Le grand 8 en 2 fois 4 à Mirande ou quelque chose comme ça !

Surprise ! Comment ça vous avez eu peur ? Mais non ce n’est que moi ! Bref, Surprise ! Fini les retours vers l’été, on change de saison aujourd’hui et on laisse la place à l’automne… parce que c’est aussi une belle saison ! On remonte donc dans ma machine personnelle à remonter le temps – Doc n’a qu’à bien se tenir – et exit Juillet, exit Août, on part directement à la mi-octobre et plus précisément, vers le 11 Octobre 2015.

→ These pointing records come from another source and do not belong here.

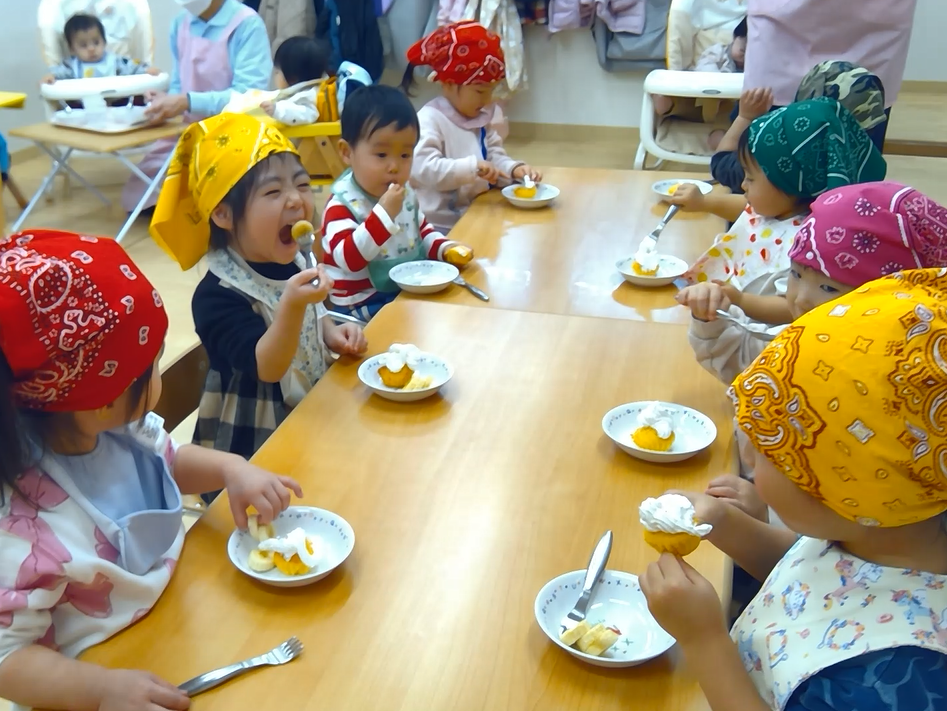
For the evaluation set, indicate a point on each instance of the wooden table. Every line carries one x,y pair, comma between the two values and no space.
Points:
562,260
463,506
59,143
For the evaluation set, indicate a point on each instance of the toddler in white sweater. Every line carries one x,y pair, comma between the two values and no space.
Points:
460,153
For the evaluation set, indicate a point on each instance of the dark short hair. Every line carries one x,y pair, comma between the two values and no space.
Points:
82,23
302,59
740,30
371,108
239,197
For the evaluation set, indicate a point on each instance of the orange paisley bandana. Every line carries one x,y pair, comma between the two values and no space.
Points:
850,401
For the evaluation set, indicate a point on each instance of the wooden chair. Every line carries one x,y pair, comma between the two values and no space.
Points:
181,388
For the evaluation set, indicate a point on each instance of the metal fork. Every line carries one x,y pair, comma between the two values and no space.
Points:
283,654
651,241
596,567
760,335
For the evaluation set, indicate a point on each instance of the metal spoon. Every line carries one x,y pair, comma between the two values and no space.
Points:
760,335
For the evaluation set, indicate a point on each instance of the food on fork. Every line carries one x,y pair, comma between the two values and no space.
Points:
292,554
646,261
598,640
401,360
655,429
527,190
670,524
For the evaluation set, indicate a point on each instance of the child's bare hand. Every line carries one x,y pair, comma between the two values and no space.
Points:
689,197
521,171
393,200
248,486
300,292
755,102
346,339
488,171
706,298
740,493
132,690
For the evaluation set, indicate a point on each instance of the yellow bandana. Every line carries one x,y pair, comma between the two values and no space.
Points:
209,160
850,401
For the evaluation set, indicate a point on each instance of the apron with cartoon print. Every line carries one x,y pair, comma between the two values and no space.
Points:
754,249
403,246
821,606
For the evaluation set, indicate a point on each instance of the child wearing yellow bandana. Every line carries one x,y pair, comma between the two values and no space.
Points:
234,190
846,411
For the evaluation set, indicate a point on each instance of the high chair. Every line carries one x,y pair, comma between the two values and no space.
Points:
693,26
182,384
128,30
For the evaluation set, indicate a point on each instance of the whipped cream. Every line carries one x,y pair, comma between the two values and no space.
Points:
401,354
294,543
646,257
659,418
671,513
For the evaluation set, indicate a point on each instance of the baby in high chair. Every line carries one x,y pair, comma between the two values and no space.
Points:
85,37
460,153
91,523
301,60
373,222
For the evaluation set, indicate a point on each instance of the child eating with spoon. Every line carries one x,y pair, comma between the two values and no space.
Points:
844,411
374,222
234,192
460,154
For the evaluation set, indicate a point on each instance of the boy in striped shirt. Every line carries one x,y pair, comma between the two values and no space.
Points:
373,222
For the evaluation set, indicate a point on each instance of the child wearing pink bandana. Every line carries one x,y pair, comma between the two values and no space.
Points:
853,235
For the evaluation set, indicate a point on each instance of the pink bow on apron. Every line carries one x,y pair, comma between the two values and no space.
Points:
203,65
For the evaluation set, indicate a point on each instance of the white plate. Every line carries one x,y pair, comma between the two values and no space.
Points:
663,187
693,431
428,364
335,532
669,269
424,277
545,194
617,602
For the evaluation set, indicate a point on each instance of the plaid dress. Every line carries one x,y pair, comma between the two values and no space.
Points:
238,411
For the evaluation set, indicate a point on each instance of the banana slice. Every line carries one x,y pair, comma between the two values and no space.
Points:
260,561
259,532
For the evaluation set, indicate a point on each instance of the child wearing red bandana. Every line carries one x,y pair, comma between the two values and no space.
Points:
90,483
460,153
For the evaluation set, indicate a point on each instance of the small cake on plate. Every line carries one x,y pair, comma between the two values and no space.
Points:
670,524
400,364
655,430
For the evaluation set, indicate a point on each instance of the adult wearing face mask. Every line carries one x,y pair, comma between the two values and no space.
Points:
217,46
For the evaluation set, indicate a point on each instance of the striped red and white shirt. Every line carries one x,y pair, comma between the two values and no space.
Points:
349,246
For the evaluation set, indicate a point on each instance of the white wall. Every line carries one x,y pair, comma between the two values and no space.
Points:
566,84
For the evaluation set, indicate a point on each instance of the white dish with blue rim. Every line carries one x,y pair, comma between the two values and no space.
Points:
693,431
618,602
424,277
336,534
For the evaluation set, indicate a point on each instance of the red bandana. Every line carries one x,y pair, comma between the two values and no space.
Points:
463,53
79,322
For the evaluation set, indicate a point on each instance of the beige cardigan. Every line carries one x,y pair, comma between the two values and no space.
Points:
287,18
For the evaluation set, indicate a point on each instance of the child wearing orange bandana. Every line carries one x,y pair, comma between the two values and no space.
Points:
460,154
90,483
846,412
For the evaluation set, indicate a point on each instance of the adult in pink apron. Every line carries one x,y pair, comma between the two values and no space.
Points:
203,65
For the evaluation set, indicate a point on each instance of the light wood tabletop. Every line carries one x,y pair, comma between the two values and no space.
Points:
90,141
463,505
562,259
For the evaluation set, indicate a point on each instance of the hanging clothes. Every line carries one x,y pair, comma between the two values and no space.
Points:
351,27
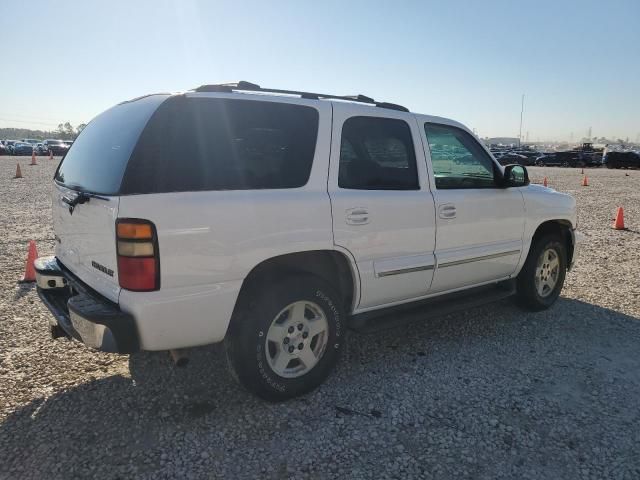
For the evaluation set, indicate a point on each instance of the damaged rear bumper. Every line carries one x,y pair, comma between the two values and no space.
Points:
81,313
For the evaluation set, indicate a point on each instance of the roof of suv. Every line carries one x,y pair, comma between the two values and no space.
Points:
243,86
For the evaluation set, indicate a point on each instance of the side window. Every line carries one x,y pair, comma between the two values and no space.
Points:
457,158
377,154
218,144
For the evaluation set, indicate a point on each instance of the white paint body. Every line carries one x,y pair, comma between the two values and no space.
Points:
210,241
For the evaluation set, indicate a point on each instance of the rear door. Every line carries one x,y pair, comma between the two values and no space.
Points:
382,208
85,234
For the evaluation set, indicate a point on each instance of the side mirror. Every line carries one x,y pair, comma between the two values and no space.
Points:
515,176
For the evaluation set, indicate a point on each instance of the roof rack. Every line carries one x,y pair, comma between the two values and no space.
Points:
252,87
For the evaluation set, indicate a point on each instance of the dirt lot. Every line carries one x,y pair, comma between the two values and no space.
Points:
489,393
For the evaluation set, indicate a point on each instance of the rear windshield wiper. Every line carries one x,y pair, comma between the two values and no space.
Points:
80,198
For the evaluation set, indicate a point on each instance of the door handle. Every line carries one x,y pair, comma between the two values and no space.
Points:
357,216
447,211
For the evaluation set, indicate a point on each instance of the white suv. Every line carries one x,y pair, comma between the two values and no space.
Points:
274,220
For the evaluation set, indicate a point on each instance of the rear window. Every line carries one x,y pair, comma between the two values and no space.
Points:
98,157
222,144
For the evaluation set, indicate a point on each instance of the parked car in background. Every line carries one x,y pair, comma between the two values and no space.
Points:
40,149
57,147
22,148
9,144
622,160
511,157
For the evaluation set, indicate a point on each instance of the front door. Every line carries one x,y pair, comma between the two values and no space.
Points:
382,208
479,224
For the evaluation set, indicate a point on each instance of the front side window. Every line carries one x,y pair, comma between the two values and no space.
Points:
457,158
377,154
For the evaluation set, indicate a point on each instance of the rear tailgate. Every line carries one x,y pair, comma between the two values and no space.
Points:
86,242
94,167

Installe-toi confortablement dans ton fauteuil de bureau, prends une grande respiration mon cher lecteur, ma chère lectrice, car je vais te raconter une longue histoire dont la conclusion pourrait être : « Une rando sans sac à dos, c’est comme une Pâtisserie sans pâtisseries, ça craint du boudin ».

Imagine maintenant deux randonneurs amateurs, un tantinet flemmards, un tantinet gourmands, un tantinet tête en l’air qui s’affairent le soir du 10 octobre 2015 à trouver THE rando pour le lendemain. De préférence pas trop loin et autour de Mirande ou Miélan, mais pas plus loin. Une demi-heure de route est bien suffisante ! Visualise donc ces deux charmants randonneurs- pour t'aider un peu, je vais t’avouer immédiatement qu'il s'agit de mon mari et moi, comme ça tu imagineras bien plus vite même si ça casse tout le suspens que j’avais pris la peine de disséminer dans cette fantastique histoire- écumant les circuits de randonnées de Miélan et de Mirande. Entends la douce voix de madame dire « Mais à Mirande, y’a la super pâtisserie là, tu sais avec les Paris-Brest qui déchirent grave? On pourrait aller s’y chercher un pique-nique gourmand » - oui, mon langage est moins recherché lorsque je m’exprime en contexte familier. Vois maintenant monsieur qui se concentre uniquement sur Mirande à l’idée d’y trouver des pâtisseries remplies de chocolat et madame qui sourit.

Ni une ni deux, les voilà donc penchés sur les randonnées autour de Mirande, mais ils sentent bien que leur état de fatigue ne leur fera pas marcher 20 km bien que, s’ils envisagent de manger des tonnes de gâteaux, ça ne leur serait pas superflu. Alors ils choisissent une petite randonnée toute mignonne de 8 km : elle a même une drôle de forme sur le plan, elle s’articule comme le chiffre 8.  

Le lendemain, ces randonneurs feignants, partent tard de la maison, c'est qu'ils s'en fichent de l'heure, c'est l'automne, il ne fera pas un temps de canicule, inutile donc de se lever aux aurores, et puis, ce sont les vacances, pourquoi se presser ? Et puis aux aurores, madame était déjà dehors à flâner, occupée à photographier le lever de soleil, évidemment. Du coup, le départ de la maison est passé de 9h00 à 10h00 puis de 10h00 à 11h00... on appelle ça en terme scientifique l'adaptation procrastino-chronologique des vacanciers aux situations diverses et variées qui viennent perturber leur organisation.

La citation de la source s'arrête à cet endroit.